On the application side, these spatially complex optical fields continue to attract attention in high numerical aperture focusing and their associated applications in microscopy, metrology, micromanipulation, laser acceleration, and laser machining. Meanwhile, the scope of applications has been continuously expanding. The higher degree of freedom contained within the cross section of these complex optical fields found applications in enhanced transmission through turbulence and other complex media, biomedical imaging, high precision interferometry, weak electromagnetic field detection, higher dimensional quantum entanglement, quantum key distribution, free space optical telecommunications, and so on.
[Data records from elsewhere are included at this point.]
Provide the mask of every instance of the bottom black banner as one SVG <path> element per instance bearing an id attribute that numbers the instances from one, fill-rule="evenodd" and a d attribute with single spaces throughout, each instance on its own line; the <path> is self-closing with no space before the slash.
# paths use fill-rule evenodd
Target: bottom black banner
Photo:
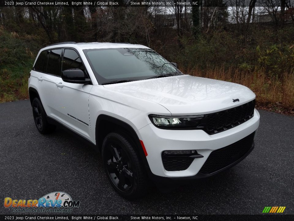
<path id="1" fill-rule="evenodd" d="M 0 215 L 0 220 L 293 220 L 294 215 Z"/>

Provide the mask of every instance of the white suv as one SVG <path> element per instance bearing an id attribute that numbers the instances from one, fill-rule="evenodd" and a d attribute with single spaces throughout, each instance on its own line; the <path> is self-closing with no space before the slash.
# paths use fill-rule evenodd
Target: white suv
<path id="1" fill-rule="evenodd" d="M 142 45 L 47 46 L 28 80 L 37 128 L 61 124 L 95 145 L 111 183 L 129 199 L 148 180 L 205 177 L 235 165 L 254 147 L 255 95 L 176 67 Z"/>

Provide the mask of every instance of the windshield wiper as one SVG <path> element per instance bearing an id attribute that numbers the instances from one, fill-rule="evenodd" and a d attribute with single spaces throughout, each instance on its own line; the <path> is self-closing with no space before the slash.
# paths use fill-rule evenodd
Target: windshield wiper
<path id="1" fill-rule="evenodd" d="M 165 74 L 161 75 L 156 75 L 151 77 L 146 78 L 146 79 L 152 79 L 152 78 L 159 78 L 161 77 L 169 77 L 171 76 L 176 76 L 178 75 L 175 75 L 174 74 Z"/>
<path id="2" fill-rule="evenodd" d="M 113 81 L 108 81 L 108 82 L 105 82 L 101 84 L 102 85 L 104 84 L 111 84 L 113 83 L 124 83 L 126 82 L 130 82 L 130 81 L 134 81 L 137 80 L 120 80 Z"/>

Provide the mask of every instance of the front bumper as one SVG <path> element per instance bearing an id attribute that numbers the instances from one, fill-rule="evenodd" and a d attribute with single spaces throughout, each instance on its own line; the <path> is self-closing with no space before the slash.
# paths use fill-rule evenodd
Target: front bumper
<path id="1" fill-rule="evenodd" d="M 237 142 L 255 132 L 256 135 L 259 122 L 259 114 L 255 109 L 251 119 L 237 126 L 212 135 L 201 130 L 174 130 L 157 128 L 152 123 L 140 129 L 137 133 L 144 144 L 146 158 L 152 175 L 172 179 L 194 179 L 212 175 L 199 173 L 210 153 Z M 224 167 L 222 170 L 240 162 L 252 150 L 249 148 L 245 154 L 233 163 Z M 187 169 L 179 171 L 168 171 L 164 169 L 161 153 L 165 150 L 196 150 L 202 158 L 194 159 Z"/>

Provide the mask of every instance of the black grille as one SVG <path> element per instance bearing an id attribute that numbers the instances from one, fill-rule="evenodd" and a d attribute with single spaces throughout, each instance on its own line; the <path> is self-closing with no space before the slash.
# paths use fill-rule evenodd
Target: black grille
<path id="1" fill-rule="evenodd" d="M 163 166 L 168 171 L 179 171 L 187 169 L 194 158 L 187 157 L 168 156 L 161 155 Z"/>
<path id="2" fill-rule="evenodd" d="M 236 126 L 253 116 L 255 100 L 225 110 L 205 115 L 204 130 L 213 134 Z"/>
<path id="3" fill-rule="evenodd" d="M 212 152 L 199 172 L 206 174 L 213 173 L 246 156 L 253 147 L 255 133 L 236 143 Z"/>

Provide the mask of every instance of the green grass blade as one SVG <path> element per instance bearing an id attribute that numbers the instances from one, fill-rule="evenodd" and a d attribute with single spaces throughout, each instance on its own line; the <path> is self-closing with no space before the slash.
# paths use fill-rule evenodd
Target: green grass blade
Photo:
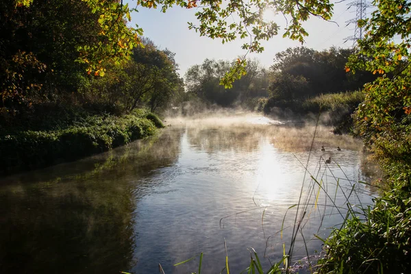
<path id="1" fill-rule="evenodd" d="M 173 265 L 174 266 L 177 266 L 177 265 L 180 265 L 180 264 L 185 264 L 185 263 L 186 263 L 186 262 L 190 262 L 190 260 L 192 260 L 192 259 L 194 259 L 195 257 L 196 257 L 196 256 L 191 257 L 191 258 L 190 258 L 190 259 L 188 259 L 188 260 L 185 260 L 185 261 L 184 261 L 184 262 L 177 262 L 177 264 L 173 264 Z"/>
<path id="2" fill-rule="evenodd" d="M 325 243 L 325 240 L 323 239 L 321 237 L 320 237 L 319 236 L 318 236 L 317 234 L 314 234 L 314 236 L 315 238 L 316 238 L 317 239 L 320 240 L 321 242 Z"/>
The rapid growth of the field is also reflected in the increasing number of conferences, special symposia, and workshops organized by OSA, SPIE, and IEEE. Several special issues dedicated to this topic have been organized in Optics Express, Journal of Optics, Chinese Optics Letters, and so on. In 2013, I edited a monograph with the title Vectorial Optical Fields: Fundamentals and Applications [3]. However, I quickly realized that it was almost impossible to paint a comprehensive picture of the field in such a monograph, owing to the rapid development of the field. The research field has certainly come a long way since the publication of the AOP review ten years ago, but I believe more exciting developments are already on the horizon. Adding temporal control to the spatially complex optical as the fifth degree of freedom is on the verge of breakthrough. The rapid advances made in nanostructured materials offer strong synergy with the high-dimensional degree of freedom provided by the spatiotemporally complex fields. Such spatiotemporally tailored optical fields also call for devices with faster responses. Practical applications of these complex fields in intelligent manufacturing and high capacity data communication as well as transmission through complex media are becoming increasingly feasible.
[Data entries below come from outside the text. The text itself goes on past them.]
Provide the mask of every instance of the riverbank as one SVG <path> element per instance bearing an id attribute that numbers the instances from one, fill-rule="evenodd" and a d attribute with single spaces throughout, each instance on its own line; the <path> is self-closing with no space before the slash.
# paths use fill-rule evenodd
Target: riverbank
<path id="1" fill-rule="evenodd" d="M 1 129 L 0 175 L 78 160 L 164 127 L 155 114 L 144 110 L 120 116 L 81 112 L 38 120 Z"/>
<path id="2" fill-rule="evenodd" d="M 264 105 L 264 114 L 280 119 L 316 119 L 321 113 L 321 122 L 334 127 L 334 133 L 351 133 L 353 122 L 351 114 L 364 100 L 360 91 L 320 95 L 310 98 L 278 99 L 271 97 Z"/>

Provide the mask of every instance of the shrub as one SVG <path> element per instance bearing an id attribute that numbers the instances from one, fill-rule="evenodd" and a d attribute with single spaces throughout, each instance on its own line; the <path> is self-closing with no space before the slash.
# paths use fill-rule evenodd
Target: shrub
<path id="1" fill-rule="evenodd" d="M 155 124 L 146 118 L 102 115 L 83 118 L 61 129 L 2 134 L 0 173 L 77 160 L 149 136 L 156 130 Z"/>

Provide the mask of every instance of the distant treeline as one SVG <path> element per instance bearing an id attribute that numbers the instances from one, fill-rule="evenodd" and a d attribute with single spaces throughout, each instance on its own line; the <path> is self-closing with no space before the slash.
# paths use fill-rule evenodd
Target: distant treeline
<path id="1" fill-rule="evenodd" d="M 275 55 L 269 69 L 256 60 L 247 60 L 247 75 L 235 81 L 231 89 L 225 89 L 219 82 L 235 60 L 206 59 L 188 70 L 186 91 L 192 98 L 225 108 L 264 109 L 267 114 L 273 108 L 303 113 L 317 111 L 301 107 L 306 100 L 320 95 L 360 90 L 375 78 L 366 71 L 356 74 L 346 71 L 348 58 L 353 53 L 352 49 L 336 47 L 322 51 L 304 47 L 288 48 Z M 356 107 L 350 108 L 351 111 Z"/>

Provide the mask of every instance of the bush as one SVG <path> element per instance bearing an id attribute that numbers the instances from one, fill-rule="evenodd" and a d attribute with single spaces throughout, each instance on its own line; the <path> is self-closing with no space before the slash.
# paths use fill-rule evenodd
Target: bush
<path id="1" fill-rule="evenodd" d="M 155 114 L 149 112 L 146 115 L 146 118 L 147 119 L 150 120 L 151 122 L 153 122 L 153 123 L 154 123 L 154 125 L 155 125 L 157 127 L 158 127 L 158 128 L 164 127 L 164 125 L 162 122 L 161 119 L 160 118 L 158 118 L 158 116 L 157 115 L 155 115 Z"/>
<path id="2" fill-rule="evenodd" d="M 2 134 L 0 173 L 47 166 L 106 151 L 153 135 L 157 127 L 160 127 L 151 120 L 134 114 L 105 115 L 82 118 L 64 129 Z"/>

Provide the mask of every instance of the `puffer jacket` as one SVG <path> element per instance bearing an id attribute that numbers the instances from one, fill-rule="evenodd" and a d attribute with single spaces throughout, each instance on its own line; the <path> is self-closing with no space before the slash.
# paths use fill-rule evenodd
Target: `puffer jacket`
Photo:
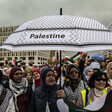
<path id="1" fill-rule="evenodd" d="M 49 92 L 43 86 L 36 88 L 31 98 L 29 112 L 46 112 L 47 102 L 50 112 L 59 112 L 56 93 L 58 90 L 59 87 L 57 85 Z"/>

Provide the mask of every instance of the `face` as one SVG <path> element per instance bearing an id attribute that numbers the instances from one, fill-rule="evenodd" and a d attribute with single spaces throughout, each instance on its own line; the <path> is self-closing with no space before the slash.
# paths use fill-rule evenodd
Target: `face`
<path id="1" fill-rule="evenodd" d="M 109 73 L 109 78 L 112 78 L 112 62 L 109 62 L 107 64 L 107 68 L 109 68 L 108 73 Z"/>
<path id="2" fill-rule="evenodd" d="M 56 70 L 54 70 L 54 74 L 55 74 L 55 77 L 57 77 L 57 76 L 58 76 L 58 73 L 57 73 L 57 71 L 56 71 Z"/>
<path id="3" fill-rule="evenodd" d="M 27 73 L 27 75 L 26 75 L 26 79 L 27 79 L 27 80 L 31 80 L 31 79 L 32 79 L 32 76 L 31 76 L 30 73 Z"/>
<path id="4" fill-rule="evenodd" d="M 23 73 L 21 70 L 17 70 L 14 74 L 14 82 L 16 83 L 20 83 L 22 81 L 23 78 Z"/>
<path id="5" fill-rule="evenodd" d="M 91 76 L 92 74 L 93 74 L 93 69 L 89 69 L 88 73 L 87 73 L 87 76 Z"/>
<path id="6" fill-rule="evenodd" d="M 39 80 L 39 79 L 40 79 L 40 74 L 39 74 L 38 72 L 34 72 L 34 73 L 33 73 L 33 78 L 34 78 L 35 80 Z"/>
<path id="7" fill-rule="evenodd" d="M 103 75 L 102 78 L 97 78 L 94 82 L 94 86 L 98 90 L 103 90 L 106 86 L 106 78 Z"/>
<path id="8" fill-rule="evenodd" d="M 106 66 L 106 62 L 101 62 L 100 64 L 102 67 L 105 67 Z"/>
<path id="9" fill-rule="evenodd" d="M 79 71 L 74 67 L 70 70 L 70 78 L 71 79 L 78 79 Z"/>
<path id="10" fill-rule="evenodd" d="M 49 71 L 46 75 L 46 84 L 48 86 L 53 86 L 55 83 L 55 74 L 52 71 Z"/>

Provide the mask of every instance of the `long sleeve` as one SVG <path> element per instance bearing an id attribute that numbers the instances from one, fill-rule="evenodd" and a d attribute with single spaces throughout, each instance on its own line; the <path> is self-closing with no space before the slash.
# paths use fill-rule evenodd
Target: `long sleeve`
<path id="1" fill-rule="evenodd" d="M 15 105 L 14 105 L 14 100 L 13 100 L 13 97 L 10 99 L 10 102 L 9 102 L 9 106 L 7 108 L 7 111 L 6 112 L 16 112 L 15 110 Z"/>
<path id="2" fill-rule="evenodd" d="M 35 93 L 32 94 L 28 112 L 37 112 L 36 102 L 35 102 Z"/>

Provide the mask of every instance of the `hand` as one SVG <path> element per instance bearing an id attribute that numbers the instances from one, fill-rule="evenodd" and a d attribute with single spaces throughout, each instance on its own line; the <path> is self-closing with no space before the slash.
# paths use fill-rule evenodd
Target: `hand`
<path id="1" fill-rule="evenodd" d="M 58 90 L 57 92 L 58 98 L 66 98 L 64 90 Z"/>
<path id="2" fill-rule="evenodd" d="M 87 56 L 87 53 L 86 52 L 83 52 L 81 57 L 82 57 L 82 60 L 85 60 L 86 59 L 86 56 Z"/>

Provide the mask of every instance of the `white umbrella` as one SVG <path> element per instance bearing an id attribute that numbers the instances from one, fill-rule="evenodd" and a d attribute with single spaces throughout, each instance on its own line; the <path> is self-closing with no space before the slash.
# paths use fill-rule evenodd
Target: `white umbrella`
<path id="1" fill-rule="evenodd" d="M 10 51 L 112 49 L 112 32 L 101 23 L 68 15 L 44 16 L 18 27 L 1 48 Z"/>

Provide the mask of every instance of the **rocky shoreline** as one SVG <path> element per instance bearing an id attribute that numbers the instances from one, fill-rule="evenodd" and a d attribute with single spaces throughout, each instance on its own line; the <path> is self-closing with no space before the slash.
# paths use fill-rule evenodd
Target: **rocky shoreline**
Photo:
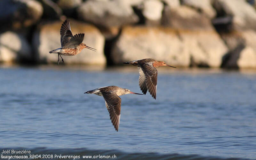
<path id="1" fill-rule="evenodd" d="M 2 0 L 0 63 L 56 63 L 66 19 L 97 49 L 66 64 L 150 58 L 176 67 L 256 68 L 256 10 L 244 0 Z"/>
In retrospect, the AOP review article has played a very important role in my career development. It surely has increased the visibility of my research to a broader audience and has helped me to gain recognition in the community. Many times at conferences graduate students and young scientists have approached me and said “I read your AOP review article on Cylindrical Vector Beams and it helped my research a lot.” To me, these are the most rewarding moments as a scholar. For all of that, I owe my deep gratitude to the entire AOP publishing team, and especially to Prof. Bahaa Saleh. As the founding Editor-in-Chief of AOP, he set a very high standard for the journal since the beginning. He was highly engaged in the publishing process and very meticulous about every detail of the manuscript, including the context and presentation style. Without his patience and guidance, this review article may have never come to fruition. Now, under the leadership of Editor-in-Chief Prof. Govind Agrawal, I trust AOP will continue to grow and become the go-to place for review and tutorial articles with long-lasting influence and impact in the optics and photonics community.

REFERENCES

1. Q. Zhan, “Cylindrical vector beams: from mathematical concepts to applications,” Adv. Opt. Photon. 1, 1–57 (2009). [CrossRef]  

2. A. M. Yao and M. J. Padgett, “Orbital angular momentum: origins, behavior and applications,” Adv. Opt. Photon. 3, 161–204 (2011). [CrossRef]  
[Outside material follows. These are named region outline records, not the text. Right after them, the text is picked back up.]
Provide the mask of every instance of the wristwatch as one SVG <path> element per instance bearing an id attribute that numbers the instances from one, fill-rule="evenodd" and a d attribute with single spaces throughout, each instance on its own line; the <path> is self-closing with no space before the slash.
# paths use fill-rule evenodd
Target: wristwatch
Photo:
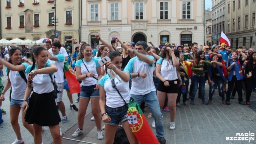
<path id="1" fill-rule="evenodd" d="M 34 74 L 34 76 L 36 76 L 36 72 L 33 70 L 31 71 L 31 72 L 32 72 L 33 73 L 33 74 Z"/>

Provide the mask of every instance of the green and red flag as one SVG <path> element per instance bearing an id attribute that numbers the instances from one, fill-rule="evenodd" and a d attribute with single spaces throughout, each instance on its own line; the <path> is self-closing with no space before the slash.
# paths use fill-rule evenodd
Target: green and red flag
<path id="1" fill-rule="evenodd" d="M 65 61 L 64 63 L 63 71 L 64 73 L 64 76 L 66 77 L 67 79 L 70 93 L 80 93 L 80 84 L 76 80 L 76 74 L 68 62 Z"/>
<path id="2" fill-rule="evenodd" d="M 147 119 L 135 101 L 129 103 L 127 119 L 130 127 L 141 144 L 159 144 Z"/>

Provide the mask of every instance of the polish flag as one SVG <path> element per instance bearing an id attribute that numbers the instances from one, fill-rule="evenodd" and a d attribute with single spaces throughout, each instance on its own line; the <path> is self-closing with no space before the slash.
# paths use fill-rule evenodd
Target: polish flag
<path id="1" fill-rule="evenodd" d="M 221 32 L 221 35 L 220 35 L 220 43 L 225 43 L 227 44 L 227 46 L 230 46 L 230 42 L 223 31 Z"/>

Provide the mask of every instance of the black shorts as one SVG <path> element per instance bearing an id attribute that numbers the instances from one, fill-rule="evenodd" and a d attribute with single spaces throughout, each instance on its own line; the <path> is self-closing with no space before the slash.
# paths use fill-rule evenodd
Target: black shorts
<path id="1" fill-rule="evenodd" d="M 179 87 L 178 84 L 175 84 L 174 82 L 177 82 L 178 80 L 169 80 L 169 86 L 165 86 L 164 82 L 159 81 L 158 86 L 157 87 L 157 90 L 167 93 L 179 93 Z"/>

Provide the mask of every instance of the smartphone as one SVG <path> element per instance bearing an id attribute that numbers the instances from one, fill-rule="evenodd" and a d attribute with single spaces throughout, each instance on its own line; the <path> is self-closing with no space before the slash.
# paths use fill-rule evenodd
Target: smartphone
<path id="1" fill-rule="evenodd" d="M 100 64 L 101 66 L 103 66 L 103 64 L 104 63 L 106 62 L 110 61 L 111 60 L 110 60 L 110 58 L 108 57 L 108 56 L 106 56 L 104 57 L 103 58 L 100 60 L 99 60 L 98 63 Z"/>

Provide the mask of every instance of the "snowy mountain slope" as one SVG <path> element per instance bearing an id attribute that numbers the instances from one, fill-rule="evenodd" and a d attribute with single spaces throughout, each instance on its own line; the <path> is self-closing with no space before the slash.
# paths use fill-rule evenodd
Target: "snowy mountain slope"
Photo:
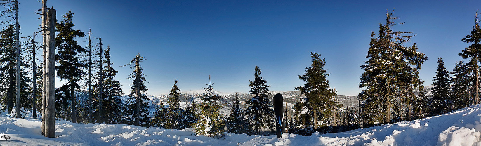
<path id="1" fill-rule="evenodd" d="M 294 103 L 299 101 L 299 98 L 304 97 L 304 95 L 301 94 L 301 92 L 299 91 L 270 91 L 269 92 L 272 94 L 272 95 L 268 96 L 270 98 L 272 98 L 276 94 L 280 93 L 282 94 L 284 98 L 284 101 L 288 103 L 288 110 L 291 109 L 291 107 L 293 106 Z M 202 95 L 204 92 L 203 90 L 192 90 L 180 92 L 179 93 L 181 94 L 179 97 L 181 106 L 185 108 L 186 106 L 191 105 L 192 101 L 195 103 L 200 101 L 200 98 L 198 96 Z M 221 99 L 221 102 L 222 103 L 226 104 L 221 109 L 221 112 L 226 115 L 228 115 L 230 112 L 230 109 L 236 100 L 236 94 L 239 96 L 239 100 L 241 103 L 244 103 L 246 101 L 250 100 L 253 96 L 252 95 L 241 92 L 224 93 L 218 92 L 216 93 L 224 97 L 224 98 Z M 160 102 L 164 102 L 165 105 L 168 105 L 166 102 L 169 96 L 167 95 L 148 96 L 148 97 L 150 99 L 151 103 L 149 108 L 149 111 L 151 111 L 151 113 L 152 113 L 152 111 L 157 109 L 158 107 L 158 105 L 160 104 Z M 336 98 L 338 101 L 343 104 L 344 108 L 347 106 L 357 105 L 357 97 L 356 96 L 338 96 Z M 241 108 L 243 109 L 245 109 L 246 106 L 246 105 L 244 104 L 240 105 Z M 292 113 L 292 110 L 289 110 L 289 115 L 291 115 Z"/>
<path id="2" fill-rule="evenodd" d="M 430 96 L 431 95 L 431 88 L 433 86 L 426 86 L 425 88 L 425 90 L 426 91 L 428 96 Z M 419 92 L 417 90 L 415 89 L 415 93 L 417 95 Z M 191 90 L 188 91 L 183 91 L 179 92 L 181 94 L 180 97 L 179 97 L 179 99 L 180 100 L 180 106 L 183 108 L 185 108 L 188 106 L 190 106 L 192 104 L 192 102 L 193 101 L 194 102 L 198 102 L 200 100 L 200 98 L 198 97 L 202 95 L 203 93 L 205 93 L 205 92 L 203 90 Z M 280 93 L 282 95 L 283 97 L 284 98 L 284 102 L 287 102 L 288 114 L 289 116 L 292 115 L 293 113 L 293 110 L 291 107 L 293 106 L 294 103 L 299 101 L 299 98 L 304 97 L 304 95 L 301 94 L 301 92 L 299 91 L 269 91 L 269 93 L 271 93 L 272 95 L 268 96 L 270 98 L 272 98 L 274 95 Z M 244 103 L 246 101 L 250 100 L 251 97 L 252 97 L 253 95 L 241 93 L 241 92 L 234 92 L 234 93 L 226 93 L 222 92 L 218 92 L 216 93 L 219 95 L 224 96 L 224 98 L 221 99 L 221 102 L 222 103 L 226 103 L 224 107 L 221 109 L 221 113 L 225 115 L 228 115 L 230 113 L 230 109 L 232 108 L 232 105 L 233 103 L 235 101 L 236 94 L 237 94 L 239 96 L 239 100 L 240 101 L 241 103 Z M 153 113 L 153 111 L 157 110 L 157 108 L 158 107 L 158 105 L 160 104 L 160 102 L 164 102 L 165 105 L 167 105 L 166 102 L 169 97 L 168 95 L 159 95 L 155 96 L 149 95 L 148 96 L 149 99 L 150 99 L 150 108 L 149 110 L 151 113 Z M 127 96 L 124 96 L 123 97 L 124 99 L 127 99 Z M 347 106 L 349 107 L 357 107 L 358 105 L 357 97 L 357 96 L 346 96 L 338 95 L 336 97 L 336 100 L 342 104 L 342 109 L 341 109 L 341 111 L 343 111 Z M 125 100 L 125 99 L 123 100 Z M 246 105 L 245 104 L 240 104 L 240 107 L 243 109 L 245 109 Z"/>
<path id="3" fill-rule="evenodd" d="M 0 134 L 15 140 L 1 146 L 481 146 L 481 104 L 442 115 L 351 131 L 310 136 L 284 134 L 249 136 L 227 134 L 225 139 L 193 136 L 177 130 L 118 124 L 57 121 L 56 138 L 40 134 L 40 121 L 0 117 Z"/>

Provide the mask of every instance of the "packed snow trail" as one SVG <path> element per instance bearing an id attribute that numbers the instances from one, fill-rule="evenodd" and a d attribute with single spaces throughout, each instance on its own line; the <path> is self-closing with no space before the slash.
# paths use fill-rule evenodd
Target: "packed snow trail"
<path id="1" fill-rule="evenodd" d="M 0 117 L 0 134 L 16 140 L 0 146 L 481 146 L 481 104 L 442 115 L 351 131 L 311 136 L 284 134 L 249 136 L 227 134 L 225 139 L 193 136 L 182 130 L 118 124 L 57 121 L 56 138 L 40 134 L 39 120 Z"/>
3. Q. Zhan, Vectorial Optical Fields: Fundamentals and Applications (World Scientific, 2013).

aop-11-2-ED7-i001 Qiwen Zhan received his Bachelor’s degree in Physics (optoelectronics) from the University of Science and Technology of China in 1996 and his Ph.D. in Electrical Engineering from the University of Minnesota in 2002. He then joined the Electro-Optics Program at the University of Dayton as Assistant Professor (2002) and was subsequently promoted to Associate Professor (2008) and Full Professor (2012) in Electro-Optics and Photonics. Currently he is on leave from the University of Dayton and holds the Distinguished Professorship in Nanophotonics at the University of Shanghai for Science and Technology. Dr. Zhan is an elected Fellow of the OSA and Fellow of the SPIE.